A articulação e os gestos constituem outra capacidade de comunicação complexa. Os mesmos podem ser significativamente melhorados com o recurso a técnicas de treino resposta com pivot, no caso da primeira; e os gestos, são aumentados e normalizados durante uma conversação, através da realização de um tratamento comportamental (Mastergeorge et al., 2003).

Quanto às crianças com PEA que não falam, Mastergeorge et al. (2003) consideram que, a estas, devem ser ensinadas outras formas de comunicação, tão precocemente quanto possível. Estes autores sugerem pois estratégias de comunicação alternativas e aceitáveis a fim de modificarem os comportamentos não desejados de que estas crianças se socorrem para atingirem os seus objetivos. Assim, ao invés da criança fazer uma birra ou gritar para comunicar que não está contente, por exemplo, poder-lhe- á ser ensinado outro comportamento, como levantar o braço ou tocar uma campainha para mostrar que necessita de ajuda. Como nos transmitem Mastergeorge et al. (2003, p. 160), "esta abordagem usa o efeito do reforço do objectivo internamente motivado da criança para sustentar o comportamento comunicativo recém-ensinado, em vez do comportamento comunicativo indesejado que ela usava anteriormente".

Atualmente, no tratamento do autismo de crianças que ainda não falam, as capacidades de comunicação funcional são realizadas através de sistemas visuais, sendo o recurso aos símbolos pictóricos das estratégias mais frequentemente ensinadas. O

sistema de figuras mais utilizado é o Picture Exchange Communication System (PECS) descrito por Bondy e Frost (1994). "Ao contrário da maioria dos sistemas de figuras, o programa PECS ensina a criança a iniciar o pedido de uma figura e persistir na comunicação até que o parceiro responda" (Mastergeorge et al., 2003, p. 161). É de acrescentar que noutros sistemas de comunicação visual as figuras são variadas incluindo desenhos, fotografias, objetos e cartões com palavras impressas, como no modelo TEACCH, o qual abordaremos no capítulo seguinte.

Mastergeorge et al. (2003, p. 161) sublinham que muitos estudos revelam que

"(...) as crianças não comunicativas estarão mais estimuladas para aprender a falar se já compreenderam algo sobre a comunicação simbólica. Para as crianças para as quais é difícil falar, estes sistemas alternativos constituem uma forma de atribuir significado a um símbolo.
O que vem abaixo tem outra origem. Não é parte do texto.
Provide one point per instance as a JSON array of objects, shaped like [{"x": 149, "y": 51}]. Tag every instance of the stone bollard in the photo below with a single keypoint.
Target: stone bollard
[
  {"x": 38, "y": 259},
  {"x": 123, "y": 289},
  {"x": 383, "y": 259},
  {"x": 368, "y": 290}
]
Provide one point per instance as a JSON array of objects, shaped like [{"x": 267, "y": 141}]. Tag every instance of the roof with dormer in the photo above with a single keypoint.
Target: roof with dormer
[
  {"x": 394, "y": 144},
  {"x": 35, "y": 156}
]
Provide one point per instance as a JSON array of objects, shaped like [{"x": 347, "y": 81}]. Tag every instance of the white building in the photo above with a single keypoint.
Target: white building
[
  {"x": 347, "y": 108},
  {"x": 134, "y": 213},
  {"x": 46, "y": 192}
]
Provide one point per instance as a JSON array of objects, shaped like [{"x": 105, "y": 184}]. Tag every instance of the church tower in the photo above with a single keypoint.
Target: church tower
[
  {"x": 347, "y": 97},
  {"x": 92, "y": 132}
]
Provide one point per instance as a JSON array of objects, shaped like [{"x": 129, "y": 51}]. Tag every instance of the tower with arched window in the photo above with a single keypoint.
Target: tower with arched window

Como os símbolos aumentativos são sempre acompanhados pela palavra falada (ou deveriam ser), o significado e poder da palavra falada pode, na verdade, ser sublinhado pelo uso de símbolos alternativos".

Em suma, na perspetiva de Mastergeorge et al. (2003) é de extrema importância quer para o desenvolvimento cognitivo, quer para o emocional, que as crianças consigam comunicar os seus anseios e experiências e consigam perceber as comunicações das outras pessoas. Assim, torna-se pois fundamental que qualquer programa de tratamento contemple um sistema de comunicação simbólica adequado à criança e que esta possa utilizar de forma espontânea e autónoma.